Un atavisme sans héritage

Grandi dans la vénération de Beethoven (Beethoven, de vingt-sept ans l'aîné de Schubert, meurt un an avant lui), dans la même ville où ils ne se sont pratiquement jamais rencontrés, son développement musical ne se fait pas moins de manière tout à fait indépendante et originale par rapport au style musical de ce prestigieux aîné. Dans le domaine symphonique, la recherche du langage chez le Schubert des premières années, spontanément établi dans la filiation de Haydn, s'oriente vers un apprentissage du style mozartien. Ce qu'il appelle alors « la lumière mozartienne » fascine d'autant plus le cœur et l'esprit du jeune Schubert qu'il est naturellement porté à scruter les ténèbres de la nuit et de la mort.

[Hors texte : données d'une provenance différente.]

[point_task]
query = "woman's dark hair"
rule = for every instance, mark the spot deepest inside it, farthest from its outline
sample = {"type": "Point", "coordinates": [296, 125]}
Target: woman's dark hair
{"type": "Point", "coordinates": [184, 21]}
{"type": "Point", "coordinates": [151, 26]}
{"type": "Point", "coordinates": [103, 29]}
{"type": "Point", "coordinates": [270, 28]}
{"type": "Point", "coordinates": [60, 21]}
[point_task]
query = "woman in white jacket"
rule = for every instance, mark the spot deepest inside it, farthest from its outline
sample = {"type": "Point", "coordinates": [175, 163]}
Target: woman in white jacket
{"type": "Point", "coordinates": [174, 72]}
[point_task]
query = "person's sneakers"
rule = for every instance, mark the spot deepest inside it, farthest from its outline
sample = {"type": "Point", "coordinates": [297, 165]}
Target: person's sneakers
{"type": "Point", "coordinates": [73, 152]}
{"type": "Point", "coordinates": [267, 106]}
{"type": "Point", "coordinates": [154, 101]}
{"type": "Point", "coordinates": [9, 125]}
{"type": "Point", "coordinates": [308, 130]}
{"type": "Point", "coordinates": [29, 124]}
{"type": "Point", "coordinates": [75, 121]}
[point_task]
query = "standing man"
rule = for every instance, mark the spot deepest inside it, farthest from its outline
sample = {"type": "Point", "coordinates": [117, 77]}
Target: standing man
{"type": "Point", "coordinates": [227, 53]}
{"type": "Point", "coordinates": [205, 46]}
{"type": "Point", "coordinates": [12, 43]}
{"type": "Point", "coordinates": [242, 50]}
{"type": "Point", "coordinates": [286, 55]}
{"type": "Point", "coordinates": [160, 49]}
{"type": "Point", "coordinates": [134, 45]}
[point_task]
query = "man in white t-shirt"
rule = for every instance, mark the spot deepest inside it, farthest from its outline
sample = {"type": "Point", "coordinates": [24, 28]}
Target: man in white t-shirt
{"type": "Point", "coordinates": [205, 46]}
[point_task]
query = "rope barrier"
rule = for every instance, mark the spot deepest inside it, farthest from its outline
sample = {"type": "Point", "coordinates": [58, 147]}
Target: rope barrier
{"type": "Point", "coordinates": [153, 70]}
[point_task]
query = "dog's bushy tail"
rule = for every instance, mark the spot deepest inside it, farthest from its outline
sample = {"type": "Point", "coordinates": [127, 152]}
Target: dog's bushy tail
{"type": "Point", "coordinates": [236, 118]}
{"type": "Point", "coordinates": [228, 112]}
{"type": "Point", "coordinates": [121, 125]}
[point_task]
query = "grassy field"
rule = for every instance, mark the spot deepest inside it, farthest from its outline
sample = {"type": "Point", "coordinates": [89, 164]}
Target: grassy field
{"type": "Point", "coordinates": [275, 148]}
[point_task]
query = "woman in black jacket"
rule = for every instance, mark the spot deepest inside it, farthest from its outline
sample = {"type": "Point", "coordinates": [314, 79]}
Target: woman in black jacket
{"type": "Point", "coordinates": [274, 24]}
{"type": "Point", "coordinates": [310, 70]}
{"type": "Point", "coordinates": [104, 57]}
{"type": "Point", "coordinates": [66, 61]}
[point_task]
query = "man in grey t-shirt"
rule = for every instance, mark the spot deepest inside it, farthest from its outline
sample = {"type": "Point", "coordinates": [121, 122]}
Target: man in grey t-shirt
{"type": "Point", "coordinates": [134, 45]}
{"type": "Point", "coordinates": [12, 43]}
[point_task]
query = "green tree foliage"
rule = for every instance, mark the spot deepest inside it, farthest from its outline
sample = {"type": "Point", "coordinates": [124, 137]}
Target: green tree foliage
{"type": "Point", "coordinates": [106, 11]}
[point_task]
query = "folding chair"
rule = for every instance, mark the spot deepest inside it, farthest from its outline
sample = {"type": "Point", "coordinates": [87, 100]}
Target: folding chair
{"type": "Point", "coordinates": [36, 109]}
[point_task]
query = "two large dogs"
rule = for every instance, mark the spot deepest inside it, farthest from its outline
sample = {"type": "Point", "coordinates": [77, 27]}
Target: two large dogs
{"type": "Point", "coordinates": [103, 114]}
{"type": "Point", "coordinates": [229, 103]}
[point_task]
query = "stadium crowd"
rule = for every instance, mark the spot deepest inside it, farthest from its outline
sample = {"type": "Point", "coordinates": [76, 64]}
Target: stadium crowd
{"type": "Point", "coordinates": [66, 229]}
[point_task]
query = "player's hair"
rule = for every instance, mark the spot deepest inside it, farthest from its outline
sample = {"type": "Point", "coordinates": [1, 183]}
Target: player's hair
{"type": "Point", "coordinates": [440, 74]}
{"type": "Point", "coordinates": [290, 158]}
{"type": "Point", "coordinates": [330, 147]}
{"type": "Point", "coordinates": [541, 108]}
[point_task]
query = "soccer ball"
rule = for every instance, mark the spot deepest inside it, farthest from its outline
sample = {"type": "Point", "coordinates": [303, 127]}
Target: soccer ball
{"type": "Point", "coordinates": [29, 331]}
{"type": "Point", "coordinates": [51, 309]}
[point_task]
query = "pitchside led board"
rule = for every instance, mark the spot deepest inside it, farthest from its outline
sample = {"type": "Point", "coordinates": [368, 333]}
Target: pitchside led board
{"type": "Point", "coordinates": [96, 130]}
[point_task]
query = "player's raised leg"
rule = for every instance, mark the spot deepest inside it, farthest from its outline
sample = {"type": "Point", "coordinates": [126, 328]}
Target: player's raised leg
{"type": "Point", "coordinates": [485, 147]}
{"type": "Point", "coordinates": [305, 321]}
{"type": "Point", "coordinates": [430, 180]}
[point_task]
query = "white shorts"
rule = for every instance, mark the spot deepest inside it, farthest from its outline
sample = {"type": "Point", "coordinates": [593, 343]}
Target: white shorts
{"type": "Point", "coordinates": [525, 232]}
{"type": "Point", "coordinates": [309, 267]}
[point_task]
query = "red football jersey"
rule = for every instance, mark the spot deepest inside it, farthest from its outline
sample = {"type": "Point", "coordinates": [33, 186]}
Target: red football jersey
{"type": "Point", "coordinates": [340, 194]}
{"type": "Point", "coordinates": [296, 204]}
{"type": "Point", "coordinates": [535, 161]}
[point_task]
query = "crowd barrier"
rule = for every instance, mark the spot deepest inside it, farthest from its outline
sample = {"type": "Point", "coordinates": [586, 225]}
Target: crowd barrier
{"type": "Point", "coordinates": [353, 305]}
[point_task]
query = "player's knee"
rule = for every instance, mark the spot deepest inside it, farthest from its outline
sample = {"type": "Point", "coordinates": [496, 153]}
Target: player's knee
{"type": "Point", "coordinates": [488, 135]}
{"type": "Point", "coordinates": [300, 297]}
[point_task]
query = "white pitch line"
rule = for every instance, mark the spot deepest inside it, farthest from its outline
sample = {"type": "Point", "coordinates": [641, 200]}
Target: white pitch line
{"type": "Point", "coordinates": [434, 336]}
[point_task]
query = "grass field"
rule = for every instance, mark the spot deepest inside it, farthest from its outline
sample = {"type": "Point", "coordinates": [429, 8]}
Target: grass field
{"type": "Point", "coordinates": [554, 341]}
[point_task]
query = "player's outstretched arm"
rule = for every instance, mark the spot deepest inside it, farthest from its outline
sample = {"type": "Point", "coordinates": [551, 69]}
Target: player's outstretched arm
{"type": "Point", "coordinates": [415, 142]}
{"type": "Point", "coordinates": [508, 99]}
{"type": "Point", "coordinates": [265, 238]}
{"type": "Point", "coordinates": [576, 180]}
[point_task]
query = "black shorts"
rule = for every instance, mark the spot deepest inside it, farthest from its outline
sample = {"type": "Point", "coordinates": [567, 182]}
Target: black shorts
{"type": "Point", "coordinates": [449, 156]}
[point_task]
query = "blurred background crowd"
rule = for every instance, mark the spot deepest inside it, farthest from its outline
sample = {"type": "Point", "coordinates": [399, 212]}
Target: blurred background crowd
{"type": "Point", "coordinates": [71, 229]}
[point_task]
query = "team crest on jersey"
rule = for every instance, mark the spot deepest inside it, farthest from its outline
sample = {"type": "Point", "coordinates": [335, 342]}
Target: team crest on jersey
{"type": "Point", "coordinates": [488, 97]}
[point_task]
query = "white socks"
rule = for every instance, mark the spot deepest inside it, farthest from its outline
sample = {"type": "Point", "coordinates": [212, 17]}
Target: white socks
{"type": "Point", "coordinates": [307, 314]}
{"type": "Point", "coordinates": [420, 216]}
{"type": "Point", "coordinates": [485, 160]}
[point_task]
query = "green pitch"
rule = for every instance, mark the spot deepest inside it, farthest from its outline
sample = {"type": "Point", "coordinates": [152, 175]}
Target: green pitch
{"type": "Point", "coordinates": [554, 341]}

Une évidente « tentation mozartienne » pèse sur nombre d'œuvres de sa jeunesse (Cinquième Symphonie entre autres).

Devenu indépendant, éloigné de sa famille et de l'univers des collèges (école normale d'instituteurs après le collège municipal), Schubert abandonne parfois pour longtemps les « ordres obligés » de sa jeunesse (symphonie et quatuor) ; il lui faut de longues années pour y revenir et dans une perspective très différente, après avoir prospecté des domaines nouveaux dans la ligne d'une exploration plus intérieure : la première vraie sonate pour piano seul se situe après la fin de l'année d'études à l'école normale d'instituteurs.

Les tentatives de l'âge adulte pour revenir aux grands genres de la jeunesse seront d'abord marquées par des échecs (Quatuor en ut mineur de 1820 dont un seul mouvement est écrit, Symphonie en mi majeur de 1821 laissée à l'état d'esquisse, Symphonie en si mineur « inachevée » en 1822). Si, dans ses années de jeunesse, Schubert tirait fréquemment l'impulsion initiale de thèmes d'autrui (Haydn le plus souvent ou Mozart), dans la période cruciale qui marque le passage de l'homme et du créateur à l'âge adulte, il la trouve souvent dans ses propres œuvres antérieures, chaque fois vocales, ce qui lui permet de créer une œuvre nouvelle. Ainsi le liedLa Jeune Fille et la mort (Der Tod und das Mädchen, 1817) qui nourrit tout le Quatuor en ré mineur (1824-1826), la Fantaisie pour piano en ut majeur dite du Voyageur (1822) qui tire son nom du réemploi en son sein du lied du même nom (Der Wanderer, 1816), etc. Ce n'est qu'à la faveur de cette double assumation de lui-même que Schubert s'accomplit réellement, avec son langage désormais adulte, dans les genres familiers de son enfance : musique de chambre et symphonie. Entre 1827 et 1828 naissent coup sur coup des œuvres magistrales, toutes profondément novatrices : Quintette pour deux violoncelles en ut majeur, Trios pour piano et cordes en si bémol majeur et en mi bémol majeur, Symphonie en ut majeur, sans oublier les œuvres pour piano : Fantaisie pour quatre mains en fa mineur, Impromptus, Sonates en ut mineur, la majeur et si bémol majeur. Schubert est parvenu à la maîtrise absolue dans toutes les formes de son langage instrumental, lorsque le typhus le fauche à trente et un ans. À titre de comparaison : à l'âge où Schubert écrit son quinzième quatuor, sa neuvième symphonie, sa presque millième œuvre, Beethoven composait ses premiers quatuors ou sa première symphonie.